Not only has its reputation been shattered by all this — Microsoft is routinely satirized as a force of implacable evil — but 10 years later it remains subject to patent blackmail.
As the i4i case shows Microsoft remains Gulliver in Lilliput when it comes to the patent bar of the Eastern District of Texas. The i4i code was originally an add-on to Word and when Microsoft added native support for this XML functionality the plaintiff pounced. Its litigation team rolled Microsoft’s lawyers the way Mexico’s soccer team rolled over the USA yesterday.
Microsoft does not need major changes to patent law in order to make this nightmare end. Despite the adjustments made by in re Bilski, the problem remains what it has been for a decade.

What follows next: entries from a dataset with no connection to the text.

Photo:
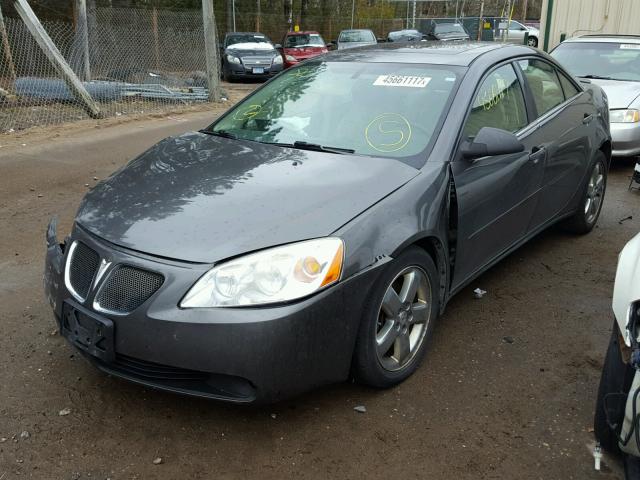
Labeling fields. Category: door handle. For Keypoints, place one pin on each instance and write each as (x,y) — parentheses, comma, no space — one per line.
(537,153)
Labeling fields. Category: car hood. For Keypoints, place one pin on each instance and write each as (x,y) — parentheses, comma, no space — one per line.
(304,52)
(202,198)
(620,94)
(347,45)
(249,52)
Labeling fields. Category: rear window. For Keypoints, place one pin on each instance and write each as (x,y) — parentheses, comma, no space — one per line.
(357,36)
(618,61)
(304,40)
(377,109)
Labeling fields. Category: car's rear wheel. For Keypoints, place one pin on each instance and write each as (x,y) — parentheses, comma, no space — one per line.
(398,320)
(587,214)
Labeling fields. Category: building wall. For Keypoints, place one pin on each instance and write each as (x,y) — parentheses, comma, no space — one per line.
(582,17)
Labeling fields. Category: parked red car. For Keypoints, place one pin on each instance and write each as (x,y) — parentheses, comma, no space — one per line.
(299,46)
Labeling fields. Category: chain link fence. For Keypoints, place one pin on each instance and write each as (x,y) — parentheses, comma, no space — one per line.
(139,61)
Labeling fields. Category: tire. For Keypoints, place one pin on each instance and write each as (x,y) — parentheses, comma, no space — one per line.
(395,329)
(631,467)
(616,377)
(586,217)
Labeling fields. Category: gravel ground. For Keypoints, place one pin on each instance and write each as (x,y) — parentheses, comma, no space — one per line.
(507,390)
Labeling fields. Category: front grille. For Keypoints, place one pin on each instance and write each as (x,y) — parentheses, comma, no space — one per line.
(127,288)
(256,61)
(82,268)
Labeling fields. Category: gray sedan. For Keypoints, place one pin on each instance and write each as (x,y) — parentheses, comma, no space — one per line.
(613,63)
(318,229)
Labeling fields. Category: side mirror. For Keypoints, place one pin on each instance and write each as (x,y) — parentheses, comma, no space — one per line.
(492,141)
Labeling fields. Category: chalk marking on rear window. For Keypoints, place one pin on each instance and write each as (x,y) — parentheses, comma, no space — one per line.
(412,81)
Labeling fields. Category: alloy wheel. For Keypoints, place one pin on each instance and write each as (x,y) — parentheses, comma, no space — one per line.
(595,193)
(403,318)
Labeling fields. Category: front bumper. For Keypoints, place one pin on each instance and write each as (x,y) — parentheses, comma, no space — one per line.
(235,354)
(626,139)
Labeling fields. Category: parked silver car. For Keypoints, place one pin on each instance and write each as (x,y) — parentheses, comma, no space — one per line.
(516,34)
(613,63)
(356,38)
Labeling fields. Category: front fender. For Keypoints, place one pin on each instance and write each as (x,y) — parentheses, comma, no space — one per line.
(627,285)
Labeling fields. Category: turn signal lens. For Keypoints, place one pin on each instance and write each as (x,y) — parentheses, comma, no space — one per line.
(624,116)
(274,275)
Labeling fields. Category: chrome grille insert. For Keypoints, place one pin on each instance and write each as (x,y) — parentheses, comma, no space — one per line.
(125,289)
(80,270)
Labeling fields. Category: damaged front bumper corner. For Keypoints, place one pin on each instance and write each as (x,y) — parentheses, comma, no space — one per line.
(53,267)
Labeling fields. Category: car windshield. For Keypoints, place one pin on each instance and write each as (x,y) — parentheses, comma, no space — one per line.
(449,28)
(617,61)
(375,109)
(304,40)
(358,36)
(246,38)
(404,35)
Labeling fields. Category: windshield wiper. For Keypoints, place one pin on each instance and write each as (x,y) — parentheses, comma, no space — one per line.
(315,147)
(219,133)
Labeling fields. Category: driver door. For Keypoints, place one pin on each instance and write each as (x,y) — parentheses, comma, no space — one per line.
(496,195)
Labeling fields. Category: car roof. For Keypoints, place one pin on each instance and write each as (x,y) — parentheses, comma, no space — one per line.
(455,53)
(306,32)
(613,38)
(230,34)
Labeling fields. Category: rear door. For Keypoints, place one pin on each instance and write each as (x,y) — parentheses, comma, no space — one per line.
(496,195)
(564,126)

Software patents are more trouble than they are worth.
In every other area of invention, companies can easily invent themselves around patent claims. You build a better mousetrap. No one can protect the idea of hating meeses to pieces.
Copyright is the best protection for software. It lasts longer, you don’t have to make a big filing on it, you don’t have to open the kimono to win in court.
Just file a case to overturn State Street, or limit your lobbying to a call for an end to software patents. Eben Moglen will give you a victory hug. The medical boys won’t object. You’ll get some of your reputation back, and you can go back to doing business instead of running a law firm.